In March 2012, the UK government signed six contracts for the provision of accommodation for asylum seekers and their families. These contracts mark the latest phase in a process of accommodation termed ‘dispersal’ that has, since the 1999 Immigration and Asylum Act, provided housing on a ‘no choice’ basis to asylum seekers across Britain. The contracts signed in 2012 became collectively known as COMPASS (Commercial and Operating Managers Procuring Asylum Support), and marked a significant shift in the landscape of asylum support. The COMPASS contracts transferred accommodation provision from a mixture of consortiums of local authorities, social housing associations and private providers, to just three private contractors - the multinational security services company G4S, the international services company Serco, and the accommodation partnership Clearel.
The effects of this privatisation process were the focus of a recent Home Affairs Committee investigation and report, finding the accommodation of asylum seekers in the UK to be poor quality, often inappropriately located, and beset by failures to manage complaints effectively. But what other impacts has the production of an ‘asylum market’ in the UK, as one representative of G4S put it, had on the practice of accommodating some of the most vulnerable in society? As part of a project to explore how cities across Britain have responded to dispersal, I have been examining the impacts of privatisation and highlight three points.
First, it is important to note that the UK has a long history of treating asylum as a business. From the profits made by private security firms from the UK’s detention estate, to exploitative charges for poor legal advice, asylum has been an issue of public policy from which profit has long been sought.

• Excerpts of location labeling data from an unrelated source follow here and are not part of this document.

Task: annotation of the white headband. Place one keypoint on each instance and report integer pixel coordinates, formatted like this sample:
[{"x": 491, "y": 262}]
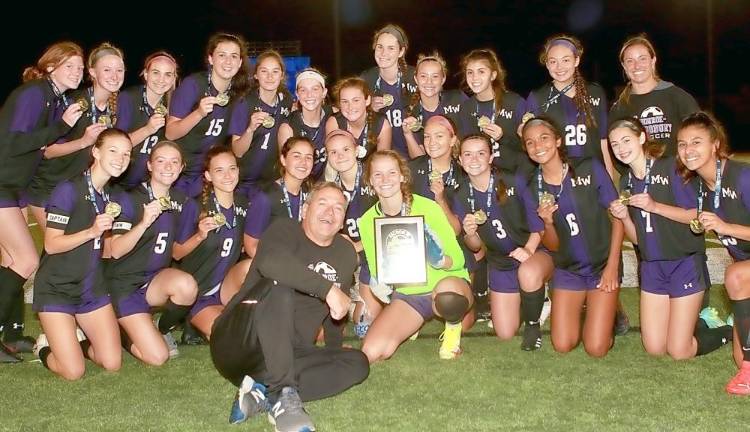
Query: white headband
[{"x": 310, "y": 74}]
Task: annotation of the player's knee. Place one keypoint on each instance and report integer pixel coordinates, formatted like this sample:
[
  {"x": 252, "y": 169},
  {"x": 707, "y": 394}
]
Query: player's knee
[
  {"x": 451, "y": 306},
  {"x": 598, "y": 348},
  {"x": 73, "y": 372},
  {"x": 736, "y": 283}
]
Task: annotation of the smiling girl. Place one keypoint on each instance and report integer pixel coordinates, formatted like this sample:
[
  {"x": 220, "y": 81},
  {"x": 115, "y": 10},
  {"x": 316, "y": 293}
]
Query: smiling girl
[
  {"x": 69, "y": 288},
  {"x": 200, "y": 110},
  {"x": 34, "y": 115}
]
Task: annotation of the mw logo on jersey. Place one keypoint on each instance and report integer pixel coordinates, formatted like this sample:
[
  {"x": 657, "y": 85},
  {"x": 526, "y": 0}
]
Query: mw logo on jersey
[
  {"x": 450, "y": 109},
  {"x": 581, "y": 181},
  {"x": 505, "y": 114}
]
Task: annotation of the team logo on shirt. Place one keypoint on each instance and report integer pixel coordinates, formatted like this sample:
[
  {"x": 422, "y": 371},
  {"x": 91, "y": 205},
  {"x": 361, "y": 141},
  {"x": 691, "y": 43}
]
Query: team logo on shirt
[
  {"x": 451, "y": 109},
  {"x": 656, "y": 123},
  {"x": 580, "y": 181},
  {"x": 659, "y": 179},
  {"x": 728, "y": 193},
  {"x": 324, "y": 269}
]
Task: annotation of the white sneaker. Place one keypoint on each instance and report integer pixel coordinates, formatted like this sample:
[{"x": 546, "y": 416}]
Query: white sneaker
[
  {"x": 171, "y": 345},
  {"x": 546, "y": 310}
]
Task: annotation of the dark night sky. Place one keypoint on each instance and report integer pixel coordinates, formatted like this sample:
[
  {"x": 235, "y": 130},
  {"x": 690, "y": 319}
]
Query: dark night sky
[{"x": 515, "y": 29}]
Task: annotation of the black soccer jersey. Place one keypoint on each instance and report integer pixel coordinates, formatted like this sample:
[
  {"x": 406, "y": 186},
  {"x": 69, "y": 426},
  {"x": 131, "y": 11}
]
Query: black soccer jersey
[
  {"x": 582, "y": 220},
  {"x": 134, "y": 112},
  {"x": 30, "y": 119},
  {"x": 211, "y": 130},
  {"x": 508, "y": 224},
  {"x": 401, "y": 91},
  {"x": 734, "y": 205},
  {"x": 449, "y": 106},
  {"x": 507, "y": 151},
  {"x": 269, "y": 203},
  {"x": 260, "y": 162},
  {"x": 359, "y": 199},
  {"x": 580, "y": 139},
  {"x": 55, "y": 170},
  {"x": 153, "y": 251},
  {"x": 660, "y": 238},
  {"x": 211, "y": 260},
  {"x": 370, "y": 148},
  {"x": 315, "y": 134},
  {"x": 62, "y": 278},
  {"x": 660, "y": 111}
]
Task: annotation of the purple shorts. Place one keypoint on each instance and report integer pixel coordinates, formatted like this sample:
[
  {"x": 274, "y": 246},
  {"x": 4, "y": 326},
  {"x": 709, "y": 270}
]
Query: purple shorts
[
  {"x": 563, "y": 279},
  {"x": 10, "y": 199},
  {"x": 86, "y": 305},
  {"x": 133, "y": 304},
  {"x": 504, "y": 281},
  {"x": 211, "y": 298},
  {"x": 675, "y": 278},
  {"x": 422, "y": 303}
]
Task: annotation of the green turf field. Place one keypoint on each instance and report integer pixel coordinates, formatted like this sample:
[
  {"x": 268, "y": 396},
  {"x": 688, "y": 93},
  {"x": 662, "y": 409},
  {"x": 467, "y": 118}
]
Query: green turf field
[{"x": 494, "y": 386}]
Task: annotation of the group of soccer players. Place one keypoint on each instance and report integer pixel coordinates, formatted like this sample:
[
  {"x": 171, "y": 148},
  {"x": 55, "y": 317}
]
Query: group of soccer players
[{"x": 159, "y": 195}]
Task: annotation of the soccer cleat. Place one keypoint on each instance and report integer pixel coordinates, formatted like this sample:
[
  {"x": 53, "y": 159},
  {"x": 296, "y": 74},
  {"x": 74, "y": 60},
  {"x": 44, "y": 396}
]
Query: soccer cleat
[
  {"x": 171, "y": 345},
  {"x": 249, "y": 401},
  {"x": 41, "y": 342},
  {"x": 546, "y": 310},
  {"x": 24, "y": 344},
  {"x": 8, "y": 356},
  {"x": 288, "y": 414},
  {"x": 711, "y": 317},
  {"x": 740, "y": 383},
  {"x": 450, "y": 348},
  {"x": 532, "y": 338},
  {"x": 622, "y": 323}
]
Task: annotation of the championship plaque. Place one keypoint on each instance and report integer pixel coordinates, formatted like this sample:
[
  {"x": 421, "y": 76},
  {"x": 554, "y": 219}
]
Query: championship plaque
[{"x": 400, "y": 255}]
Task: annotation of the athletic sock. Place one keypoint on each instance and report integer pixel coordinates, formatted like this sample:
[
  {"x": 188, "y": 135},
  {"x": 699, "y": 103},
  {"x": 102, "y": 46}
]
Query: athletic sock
[
  {"x": 85, "y": 345},
  {"x": 531, "y": 306},
  {"x": 712, "y": 339},
  {"x": 742, "y": 321},
  {"x": 14, "y": 325},
  {"x": 171, "y": 315},
  {"x": 10, "y": 283}
]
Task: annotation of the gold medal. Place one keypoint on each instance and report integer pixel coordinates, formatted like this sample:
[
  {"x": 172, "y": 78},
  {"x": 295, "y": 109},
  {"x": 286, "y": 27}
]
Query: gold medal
[
  {"x": 105, "y": 120},
  {"x": 165, "y": 203},
  {"x": 480, "y": 216},
  {"x": 113, "y": 209},
  {"x": 388, "y": 99},
  {"x": 220, "y": 219},
  {"x": 625, "y": 197},
  {"x": 697, "y": 227},
  {"x": 546, "y": 199},
  {"x": 161, "y": 110},
  {"x": 222, "y": 99},
  {"x": 83, "y": 103},
  {"x": 269, "y": 122}
]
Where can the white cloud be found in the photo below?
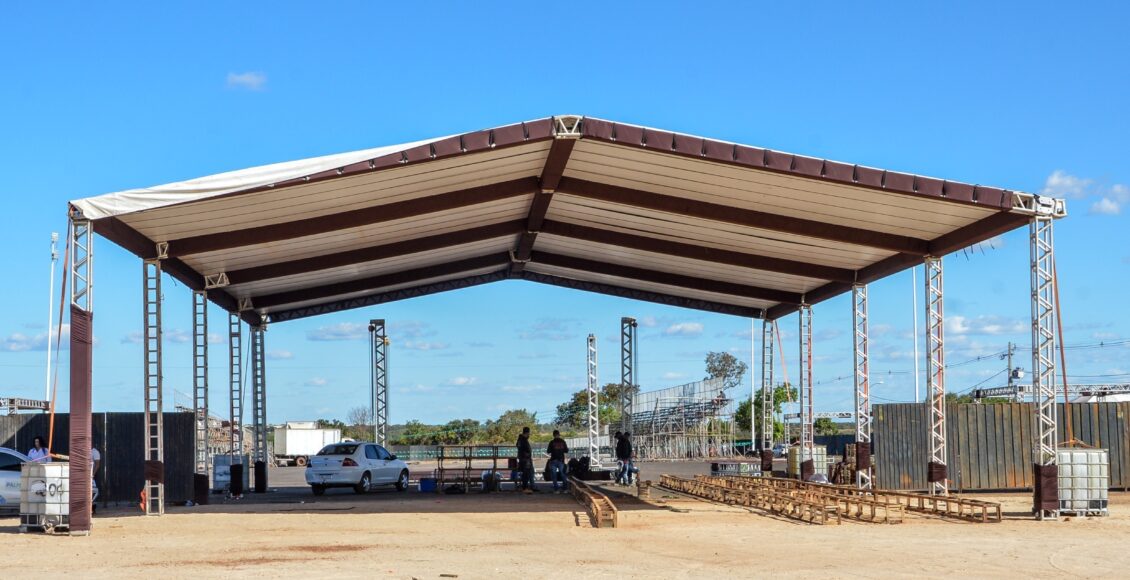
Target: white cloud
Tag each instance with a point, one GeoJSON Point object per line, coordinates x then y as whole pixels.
{"type": "Point", "coordinates": [1106, 207]}
{"type": "Point", "coordinates": [250, 80]}
{"type": "Point", "coordinates": [339, 331]}
{"type": "Point", "coordinates": [1062, 184]}
{"type": "Point", "coordinates": [684, 329]}
{"type": "Point", "coordinates": [984, 325]}
{"type": "Point", "coordinates": [20, 343]}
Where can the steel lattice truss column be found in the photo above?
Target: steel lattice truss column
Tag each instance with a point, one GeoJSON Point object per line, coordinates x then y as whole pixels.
{"type": "Point", "coordinates": [235, 375]}
{"type": "Point", "coordinates": [767, 399]}
{"type": "Point", "coordinates": [259, 391]}
{"type": "Point", "coordinates": [593, 406]}
{"type": "Point", "coordinates": [628, 357]}
{"type": "Point", "coordinates": [379, 378]}
{"type": "Point", "coordinates": [1043, 338]}
{"type": "Point", "coordinates": [806, 382]}
{"type": "Point", "coordinates": [862, 379]}
{"type": "Point", "coordinates": [936, 366]}
{"type": "Point", "coordinates": [154, 417]}
{"type": "Point", "coordinates": [200, 377]}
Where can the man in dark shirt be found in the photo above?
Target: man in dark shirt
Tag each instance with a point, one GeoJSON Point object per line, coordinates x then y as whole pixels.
{"type": "Point", "coordinates": [556, 450]}
{"type": "Point", "coordinates": [526, 460]}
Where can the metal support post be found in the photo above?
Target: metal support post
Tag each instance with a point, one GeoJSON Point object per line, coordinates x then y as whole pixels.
{"type": "Point", "coordinates": [806, 382]}
{"type": "Point", "coordinates": [936, 374]}
{"type": "Point", "coordinates": [767, 395]}
{"type": "Point", "coordinates": [235, 375]}
{"type": "Point", "coordinates": [379, 378]}
{"type": "Point", "coordinates": [81, 358]}
{"type": "Point", "coordinates": [200, 377]}
{"type": "Point", "coordinates": [1043, 345]}
{"type": "Point", "coordinates": [628, 357]}
{"type": "Point", "coordinates": [154, 415]}
{"type": "Point", "coordinates": [259, 392]}
{"type": "Point", "coordinates": [862, 380]}
{"type": "Point", "coordinates": [593, 406]}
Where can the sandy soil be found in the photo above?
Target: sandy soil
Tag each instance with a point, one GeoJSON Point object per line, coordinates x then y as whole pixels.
{"type": "Point", "coordinates": [289, 534]}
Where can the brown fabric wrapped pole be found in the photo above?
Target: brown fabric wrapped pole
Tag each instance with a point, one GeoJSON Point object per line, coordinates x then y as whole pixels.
{"type": "Point", "coordinates": [1045, 493]}
{"type": "Point", "coordinates": [766, 461]}
{"type": "Point", "coordinates": [936, 473]}
{"type": "Point", "coordinates": [81, 347]}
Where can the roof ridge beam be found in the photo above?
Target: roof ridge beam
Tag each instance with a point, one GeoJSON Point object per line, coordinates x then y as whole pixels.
{"type": "Point", "coordinates": [383, 297]}
{"type": "Point", "coordinates": [666, 278]}
{"type": "Point", "coordinates": [559, 153]}
{"type": "Point", "coordinates": [353, 218]}
{"type": "Point", "coordinates": [742, 217]}
{"type": "Point", "coordinates": [697, 252]}
{"type": "Point", "coordinates": [376, 252]}
{"type": "Point", "coordinates": [623, 292]}
{"type": "Point", "coordinates": [375, 283]}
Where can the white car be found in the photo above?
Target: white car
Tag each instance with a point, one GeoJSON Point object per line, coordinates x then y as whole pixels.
{"type": "Point", "coordinates": [10, 464]}
{"type": "Point", "coordinates": [361, 466]}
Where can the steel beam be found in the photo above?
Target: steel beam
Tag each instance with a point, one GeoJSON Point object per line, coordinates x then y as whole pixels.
{"type": "Point", "coordinates": [806, 382]}
{"type": "Point", "coordinates": [154, 379]}
{"type": "Point", "coordinates": [628, 381]}
{"type": "Point", "coordinates": [593, 388]}
{"type": "Point", "coordinates": [259, 392]}
{"type": "Point", "coordinates": [379, 380]}
{"type": "Point", "coordinates": [936, 368]}
{"type": "Point", "coordinates": [200, 378]}
{"type": "Point", "coordinates": [1043, 343]}
{"type": "Point", "coordinates": [768, 399]}
{"type": "Point", "coordinates": [235, 382]}
{"type": "Point", "coordinates": [862, 379]}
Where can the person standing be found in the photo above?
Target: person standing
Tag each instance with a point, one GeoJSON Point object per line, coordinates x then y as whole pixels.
{"type": "Point", "coordinates": [526, 460]}
{"type": "Point", "coordinates": [556, 450]}
{"type": "Point", "coordinates": [38, 452]}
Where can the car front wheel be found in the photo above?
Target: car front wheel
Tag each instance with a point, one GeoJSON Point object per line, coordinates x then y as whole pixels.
{"type": "Point", "coordinates": [365, 483]}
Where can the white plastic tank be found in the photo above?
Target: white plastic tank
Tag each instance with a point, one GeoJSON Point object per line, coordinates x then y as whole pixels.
{"type": "Point", "coordinates": [44, 495]}
{"type": "Point", "coordinates": [1084, 481]}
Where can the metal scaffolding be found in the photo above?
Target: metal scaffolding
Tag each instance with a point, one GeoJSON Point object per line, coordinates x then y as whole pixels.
{"type": "Point", "coordinates": [154, 417]}
{"type": "Point", "coordinates": [693, 421]}
{"type": "Point", "coordinates": [593, 406]}
{"type": "Point", "coordinates": [936, 371]}
{"type": "Point", "coordinates": [200, 377]}
{"type": "Point", "coordinates": [1043, 342]}
{"type": "Point", "coordinates": [379, 380]}
{"type": "Point", "coordinates": [259, 391]}
{"type": "Point", "coordinates": [767, 395]}
{"type": "Point", "coordinates": [862, 379]}
{"type": "Point", "coordinates": [805, 316]}
{"type": "Point", "coordinates": [628, 384]}
{"type": "Point", "coordinates": [235, 375]}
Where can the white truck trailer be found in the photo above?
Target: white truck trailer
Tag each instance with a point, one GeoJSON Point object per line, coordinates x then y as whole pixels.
{"type": "Point", "coordinates": [297, 440]}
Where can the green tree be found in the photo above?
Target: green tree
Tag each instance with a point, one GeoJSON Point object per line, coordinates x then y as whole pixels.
{"type": "Point", "coordinates": [726, 366]}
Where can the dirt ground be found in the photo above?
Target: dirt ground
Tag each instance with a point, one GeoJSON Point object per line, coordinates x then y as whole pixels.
{"type": "Point", "coordinates": [290, 534]}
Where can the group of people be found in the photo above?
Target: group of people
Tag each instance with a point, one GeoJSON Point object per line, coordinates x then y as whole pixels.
{"type": "Point", "coordinates": [625, 474]}
{"type": "Point", "coordinates": [557, 450]}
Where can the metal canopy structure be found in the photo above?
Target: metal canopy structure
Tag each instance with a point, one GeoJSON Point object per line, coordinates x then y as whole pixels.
{"type": "Point", "coordinates": [572, 201]}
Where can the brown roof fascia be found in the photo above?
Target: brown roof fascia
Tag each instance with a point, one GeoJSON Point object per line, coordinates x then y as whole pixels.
{"type": "Point", "coordinates": [741, 216]}
{"type": "Point", "coordinates": [354, 218]}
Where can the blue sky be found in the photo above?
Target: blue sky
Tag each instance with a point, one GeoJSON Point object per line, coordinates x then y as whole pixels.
{"type": "Point", "coordinates": [1028, 96]}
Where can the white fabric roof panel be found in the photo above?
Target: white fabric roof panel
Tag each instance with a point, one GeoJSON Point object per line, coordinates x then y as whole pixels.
{"type": "Point", "coordinates": [623, 209]}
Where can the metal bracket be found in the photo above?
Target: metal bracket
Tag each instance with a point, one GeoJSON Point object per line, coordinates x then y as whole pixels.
{"type": "Point", "coordinates": [567, 127]}
{"type": "Point", "coordinates": [216, 280]}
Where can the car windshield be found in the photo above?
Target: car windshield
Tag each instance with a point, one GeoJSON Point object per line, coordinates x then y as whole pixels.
{"type": "Point", "coordinates": [338, 450]}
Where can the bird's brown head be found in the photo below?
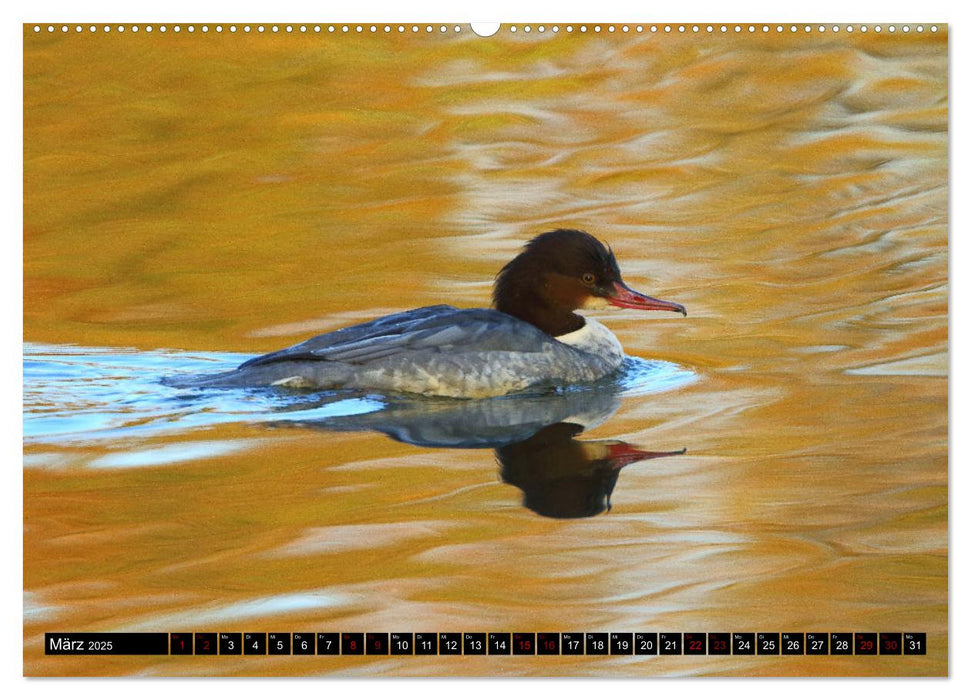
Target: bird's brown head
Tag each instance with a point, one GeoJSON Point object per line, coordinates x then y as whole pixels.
{"type": "Point", "coordinates": [561, 271]}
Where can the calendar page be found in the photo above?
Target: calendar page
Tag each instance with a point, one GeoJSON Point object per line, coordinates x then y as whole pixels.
{"type": "Point", "coordinates": [601, 350]}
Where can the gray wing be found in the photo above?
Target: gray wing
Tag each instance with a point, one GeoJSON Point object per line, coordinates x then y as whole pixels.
{"type": "Point", "coordinates": [439, 328]}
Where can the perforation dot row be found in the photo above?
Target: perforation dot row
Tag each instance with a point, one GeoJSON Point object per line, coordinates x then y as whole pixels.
{"type": "Point", "coordinates": [442, 29]}
{"type": "Point", "coordinates": [257, 28]}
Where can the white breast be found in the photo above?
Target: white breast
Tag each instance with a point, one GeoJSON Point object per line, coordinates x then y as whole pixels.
{"type": "Point", "coordinates": [596, 339]}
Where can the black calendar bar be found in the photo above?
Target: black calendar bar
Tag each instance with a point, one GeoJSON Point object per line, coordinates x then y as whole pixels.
{"type": "Point", "coordinates": [106, 644]}
{"type": "Point", "coordinates": [497, 644]}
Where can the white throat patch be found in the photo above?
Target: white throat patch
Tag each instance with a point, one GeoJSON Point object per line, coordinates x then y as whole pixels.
{"type": "Point", "coordinates": [595, 338]}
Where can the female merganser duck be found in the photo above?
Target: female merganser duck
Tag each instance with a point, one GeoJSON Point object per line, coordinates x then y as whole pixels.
{"type": "Point", "coordinates": [532, 338]}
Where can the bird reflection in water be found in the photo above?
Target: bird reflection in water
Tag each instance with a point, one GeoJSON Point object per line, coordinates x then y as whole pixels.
{"type": "Point", "coordinates": [534, 438]}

But with the onset of COMPASS, we see an intensification of these trends. Privatisation has fragmented the accommodation system, with an increasingly uneven geography of service provision now emerging. This is because the six centralised contracts of COMPASS mask a series of subcontracting arrangements, meaning considerable variability between regions and providers in terms of the quality of accommodation and provision offered. Rather than making a more streamlined and centralised system that could be managed efficiently as promised by the market logics of neoliberalism, COMPASS has simply disguised the complexity of provision on the ground.
Second, privatisation has served to shift the balance of power between actors involved in supporting asylum seekers in the UK. This is not a move from ‘public’ to ‘private’ provision in any straightforward manner, but rather a move to change positions within what John Clarke terms the ‘dispersed state’ of contemporary governance. This is a state in which ‘the number of agents and agencies involved in delivering a particular service’ are multiplied as service providers and intermediaries become ‘the proxies of state power’, producing ‘new systems of regulation, inspection and audit’. Through COMPASS, this dispersed state has seen a transfer of competency and responsibility such that local authorities no longer have a clear role in engaging with asylum seekers dispersed to them. Together with the cuts to local authorities that austerity has effected across the UK, this has meant that local authorities no longer have the remit, nor the capacity, to form a significant part of the dispersal process. The effects of this have been to remove the knowledge, experience, and integration expertise of local authorities from the landscape of dispersal, and to transfer responsibility for vulnerable individuals to providers who are both new to this field and who lack the contextual knowledge required to support asylum seekers effectively. Whilst prior models of dispersal were in no way purely ‘public’, the dispersed state we see today is one that side-lines the knowledge and experience of local authorities.
Finally, the COMPASS transition illustrates the need to think about neoliberalisation as a process. Neoliberalisation forges alliances between formerly ‘public’ and ‘private’ organisations and interests, but it also shapes perceptual orientations and political expectations. In the context of asylum policy, this means the creation of shared understandings of asylum as a political and economic concern, most notably maintained through the positioning of asylum seekers as a ‘burden’ on both public and private stakeholders. Privatisation transmits a significant political message that this is an area of policy that can be, and should be, made profitable for those providers well-placed to meet the terms of a contract. In effect, the accommodation and support of vulnerable individuals becomes not a public concern or responsibility, but a site of market exchange, calculation, and demands for efficiency. This is a hugely important importance shift. It both illustrates the transmission of neoliberal market logics into new domains of public policy, and demonstrates how a focus on contracts and economic efficiency can serve to present those domains of policy as ‘common sense’ managerial matters of limited public concern.
The consequences of privatising asylum accommodation in Britain have thus been to produce an increasingly insecure system. Be that through the deferral of responsibility for addressing the concerns of asylum seekers, through the roll-back and regression of public services equipped to support asylum seekers, or through the discursive framing of asylum seekers as ‘burdens’ to be managed by private security contractors rather than social care professionals or public servants. In each case, the privatisation that COMPASS puts in place has not radically altered dispersal policy or changed its core intentions. But it has served to insulate that policy from the proposal of alternative models of accommodation and support.